Pension
tax relief cuts are on the Chancellor's agenda for the Autumn Budget in
November. In short, Philip Hammond needs to fill 'a huge hole' in the
Government's finances and there are few options on where to obtain hard cash
without putting taxes up or cutting public spending……pensions therefore seem a
logical target from a political perspective.
The
Lifetime Allowance is the maximum anyone can save in a pension without
incurring tax charges and is currently set at £1 million. Cutting the Lifetime
Allowance from its current £1 million level is an option because it ‘passes the
Daily Mail test’……in that most of the public thinks £1 million is ‘a lot of
money’. Patronising, but that’s politics.
There
is also the threat that the tax relief on pension investments (the amount the
Government pays in when we invest our own money in pensions) will be reduced /
capped / stopped.
Which
all seems a huge contradiction. The Government wants us to save for retirement
so we put less stress on welfare benefits later in life and are self-funding
our later years.
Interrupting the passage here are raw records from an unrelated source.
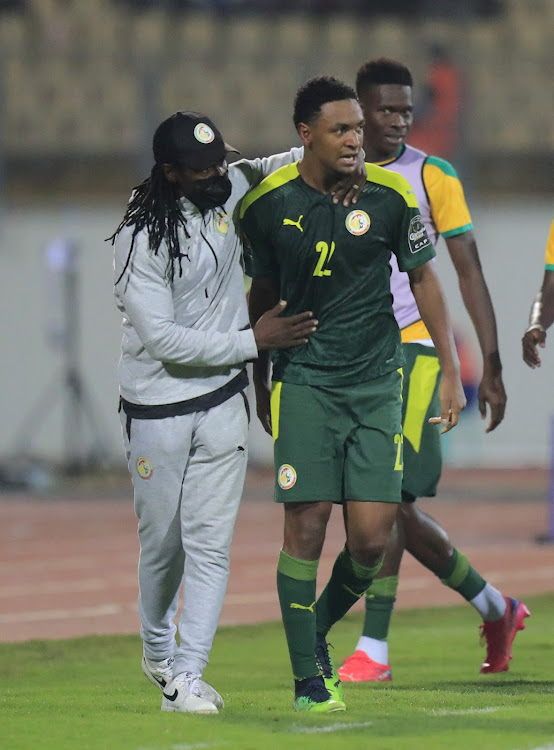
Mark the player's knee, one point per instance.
(368, 553)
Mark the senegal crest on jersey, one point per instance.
(144, 468)
(286, 476)
(357, 222)
(221, 224)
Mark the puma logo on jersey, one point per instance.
(291, 223)
(294, 605)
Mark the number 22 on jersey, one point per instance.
(325, 255)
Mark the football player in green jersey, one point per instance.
(335, 406)
(384, 87)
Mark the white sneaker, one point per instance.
(160, 673)
(189, 694)
(210, 694)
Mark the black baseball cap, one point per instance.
(191, 139)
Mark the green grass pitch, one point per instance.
(90, 693)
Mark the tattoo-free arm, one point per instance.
(264, 294)
(434, 313)
(477, 300)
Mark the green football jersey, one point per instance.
(334, 260)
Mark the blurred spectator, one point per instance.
(437, 121)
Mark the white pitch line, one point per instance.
(104, 610)
(295, 729)
(196, 746)
(465, 711)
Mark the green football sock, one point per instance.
(379, 604)
(296, 586)
(460, 576)
(348, 583)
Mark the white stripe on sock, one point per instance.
(490, 603)
(376, 650)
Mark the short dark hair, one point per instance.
(381, 72)
(316, 92)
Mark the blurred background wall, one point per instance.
(83, 84)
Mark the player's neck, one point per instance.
(316, 175)
(375, 155)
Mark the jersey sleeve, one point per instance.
(446, 197)
(247, 173)
(259, 255)
(549, 255)
(144, 295)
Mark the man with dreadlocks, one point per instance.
(186, 337)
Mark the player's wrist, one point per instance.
(492, 364)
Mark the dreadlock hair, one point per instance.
(155, 205)
(315, 93)
(381, 72)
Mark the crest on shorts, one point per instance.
(144, 468)
(203, 133)
(221, 224)
(417, 235)
(286, 476)
(357, 222)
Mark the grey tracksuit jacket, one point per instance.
(189, 336)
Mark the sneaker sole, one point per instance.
(522, 612)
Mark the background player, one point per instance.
(385, 91)
(186, 337)
(542, 311)
(336, 402)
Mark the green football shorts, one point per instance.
(335, 443)
(422, 446)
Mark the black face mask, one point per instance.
(211, 192)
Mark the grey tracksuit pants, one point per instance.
(188, 475)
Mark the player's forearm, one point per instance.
(434, 313)
(476, 297)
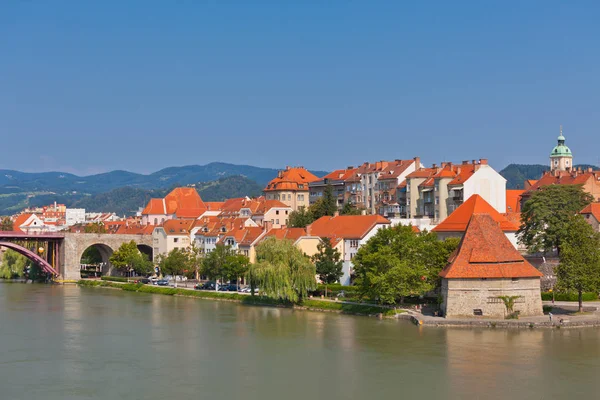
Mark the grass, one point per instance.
(317, 305)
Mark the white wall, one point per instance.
(490, 185)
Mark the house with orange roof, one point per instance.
(591, 213)
(174, 233)
(338, 180)
(307, 244)
(563, 172)
(291, 187)
(181, 202)
(437, 191)
(456, 223)
(347, 233)
(484, 267)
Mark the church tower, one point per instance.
(561, 158)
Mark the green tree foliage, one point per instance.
(398, 262)
(95, 227)
(128, 257)
(282, 271)
(13, 265)
(350, 209)
(579, 268)
(547, 214)
(224, 263)
(328, 262)
(175, 263)
(6, 224)
(301, 218)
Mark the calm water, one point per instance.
(84, 343)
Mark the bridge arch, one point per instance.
(46, 267)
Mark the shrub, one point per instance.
(115, 278)
(569, 296)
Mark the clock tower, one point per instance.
(561, 158)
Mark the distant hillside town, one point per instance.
(348, 206)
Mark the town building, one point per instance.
(347, 233)
(484, 267)
(339, 182)
(562, 172)
(291, 187)
(436, 192)
(180, 203)
(591, 213)
(174, 233)
(456, 224)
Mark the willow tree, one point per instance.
(282, 271)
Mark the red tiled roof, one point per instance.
(286, 233)
(291, 179)
(513, 200)
(593, 209)
(485, 252)
(155, 207)
(20, 220)
(345, 226)
(459, 219)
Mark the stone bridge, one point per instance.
(74, 244)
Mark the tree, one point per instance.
(282, 271)
(301, 218)
(175, 263)
(546, 215)
(128, 258)
(579, 267)
(13, 265)
(350, 209)
(95, 227)
(6, 224)
(399, 262)
(328, 262)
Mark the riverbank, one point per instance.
(307, 305)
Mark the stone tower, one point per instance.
(561, 158)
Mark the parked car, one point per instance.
(205, 286)
(228, 287)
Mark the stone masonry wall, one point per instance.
(462, 296)
(75, 244)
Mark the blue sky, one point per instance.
(89, 86)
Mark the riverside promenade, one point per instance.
(564, 315)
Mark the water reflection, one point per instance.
(82, 343)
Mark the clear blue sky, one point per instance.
(88, 86)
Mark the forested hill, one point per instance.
(517, 174)
(59, 182)
(126, 200)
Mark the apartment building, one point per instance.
(437, 191)
(291, 187)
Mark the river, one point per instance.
(67, 342)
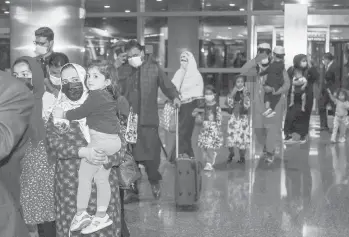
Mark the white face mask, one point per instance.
(41, 50)
(265, 61)
(55, 80)
(209, 98)
(135, 61)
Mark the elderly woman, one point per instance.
(190, 86)
(67, 143)
(37, 175)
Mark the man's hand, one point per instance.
(177, 102)
(58, 112)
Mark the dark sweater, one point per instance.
(99, 109)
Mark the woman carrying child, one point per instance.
(238, 124)
(210, 137)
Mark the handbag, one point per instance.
(167, 120)
(129, 172)
(131, 127)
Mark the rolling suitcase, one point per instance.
(188, 178)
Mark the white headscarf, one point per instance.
(66, 104)
(189, 81)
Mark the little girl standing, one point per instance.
(210, 137)
(341, 119)
(238, 124)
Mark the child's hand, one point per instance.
(58, 112)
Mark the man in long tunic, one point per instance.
(140, 84)
(16, 104)
(268, 131)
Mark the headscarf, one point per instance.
(191, 73)
(37, 132)
(66, 104)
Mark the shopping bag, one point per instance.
(131, 128)
(167, 118)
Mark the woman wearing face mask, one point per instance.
(297, 120)
(37, 177)
(190, 86)
(67, 143)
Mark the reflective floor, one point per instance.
(305, 193)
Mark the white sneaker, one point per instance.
(342, 140)
(97, 224)
(80, 221)
(208, 167)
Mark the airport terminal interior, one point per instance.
(304, 192)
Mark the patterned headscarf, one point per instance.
(66, 104)
(37, 130)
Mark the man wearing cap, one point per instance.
(268, 130)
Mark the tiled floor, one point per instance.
(305, 193)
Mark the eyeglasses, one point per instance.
(39, 43)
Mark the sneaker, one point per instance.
(97, 224)
(342, 140)
(267, 112)
(208, 167)
(80, 221)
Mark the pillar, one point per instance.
(295, 31)
(65, 17)
(183, 32)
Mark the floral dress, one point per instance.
(63, 145)
(210, 136)
(238, 124)
(37, 185)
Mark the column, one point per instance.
(295, 31)
(183, 32)
(65, 17)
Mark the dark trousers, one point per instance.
(324, 100)
(186, 128)
(124, 230)
(272, 99)
(47, 229)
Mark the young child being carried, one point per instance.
(275, 80)
(341, 119)
(100, 110)
(298, 87)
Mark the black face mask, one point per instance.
(27, 82)
(73, 90)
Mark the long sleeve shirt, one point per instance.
(100, 111)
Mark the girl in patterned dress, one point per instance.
(210, 137)
(37, 176)
(238, 125)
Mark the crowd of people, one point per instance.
(62, 136)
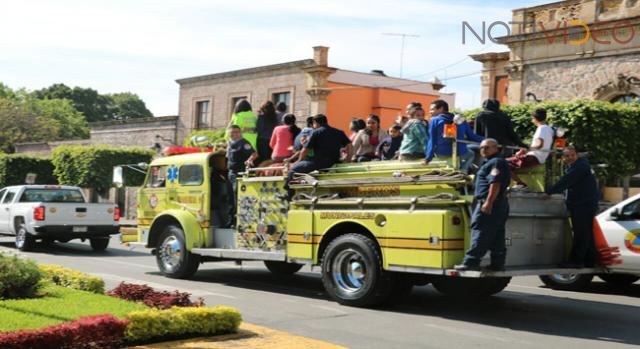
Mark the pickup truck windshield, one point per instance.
(52, 195)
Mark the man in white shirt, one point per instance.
(538, 151)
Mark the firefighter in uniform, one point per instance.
(582, 203)
(490, 211)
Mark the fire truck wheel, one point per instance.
(470, 287)
(282, 268)
(24, 240)
(99, 245)
(619, 280)
(352, 272)
(567, 282)
(172, 257)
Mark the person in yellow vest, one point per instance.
(244, 118)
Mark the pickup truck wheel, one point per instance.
(352, 272)
(567, 282)
(619, 280)
(470, 287)
(24, 240)
(282, 268)
(172, 257)
(99, 245)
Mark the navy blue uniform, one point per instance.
(488, 230)
(582, 202)
(238, 152)
(326, 143)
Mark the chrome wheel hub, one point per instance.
(170, 253)
(565, 278)
(349, 271)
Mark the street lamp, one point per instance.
(531, 96)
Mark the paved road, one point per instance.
(526, 315)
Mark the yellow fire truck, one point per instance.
(375, 229)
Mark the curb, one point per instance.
(248, 336)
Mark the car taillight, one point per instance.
(39, 213)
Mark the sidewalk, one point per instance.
(248, 336)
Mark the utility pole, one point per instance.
(403, 36)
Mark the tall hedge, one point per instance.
(15, 167)
(607, 131)
(214, 136)
(92, 166)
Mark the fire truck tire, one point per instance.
(24, 240)
(99, 245)
(282, 268)
(352, 272)
(172, 257)
(567, 282)
(470, 287)
(619, 280)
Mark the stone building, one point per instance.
(308, 86)
(160, 131)
(567, 50)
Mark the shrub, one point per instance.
(15, 167)
(73, 279)
(214, 136)
(606, 130)
(99, 331)
(180, 322)
(153, 298)
(92, 166)
(19, 278)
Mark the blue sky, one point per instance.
(142, 46)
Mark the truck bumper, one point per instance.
(65, 232)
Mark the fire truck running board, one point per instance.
(241, 254)
(524, 271)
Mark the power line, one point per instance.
(403, 36)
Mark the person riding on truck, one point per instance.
(490, 211)
(582, 202)
(240, 155)
(492, 122)
(438, 146)
(539, 150)
(246, 120)
(326, 143)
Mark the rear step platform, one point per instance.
(524, 271)
(241, 254)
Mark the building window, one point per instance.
(235, 100)
(202, 113)
(191, 175)
(629, 98)
(282, 97)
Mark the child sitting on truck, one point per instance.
(240, 155)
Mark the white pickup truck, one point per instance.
(617, 239)
(55, 213)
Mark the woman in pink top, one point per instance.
(282, 139)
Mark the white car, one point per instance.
(617, 239)
(55, 213)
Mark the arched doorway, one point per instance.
(626, 98)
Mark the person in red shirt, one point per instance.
(282, 139)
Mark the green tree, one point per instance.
(94, 106)
(127, 105)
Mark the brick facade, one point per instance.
(256, 84)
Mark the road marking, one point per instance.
(338, 311)
(468, 333)
(113, 260)
(195, 292)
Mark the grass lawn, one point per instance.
(59, 304)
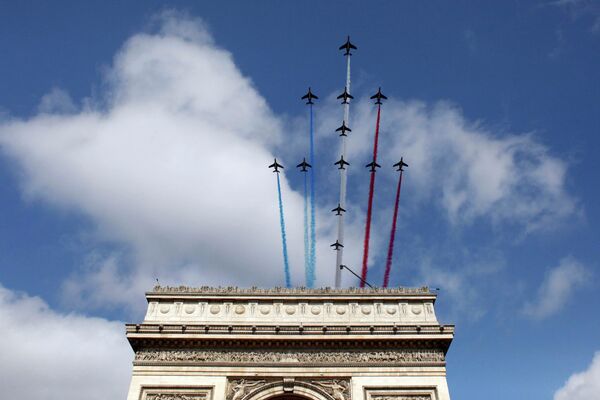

So much so, that it is a legal requirements for employers to
offer, run and invest in employee pension schemes.
Yet
at the same time, any reductions in tax benefits on offer from pensions gives
the message, “don’t save too much”. It’s a classic short term view that each
Government takes on a long term savings vehicle.
Is
it any wonder that trust in pensions as a viable savings vehicle is at an
all-time low?
As
long as you read the Daily Mail, you should be just fine though.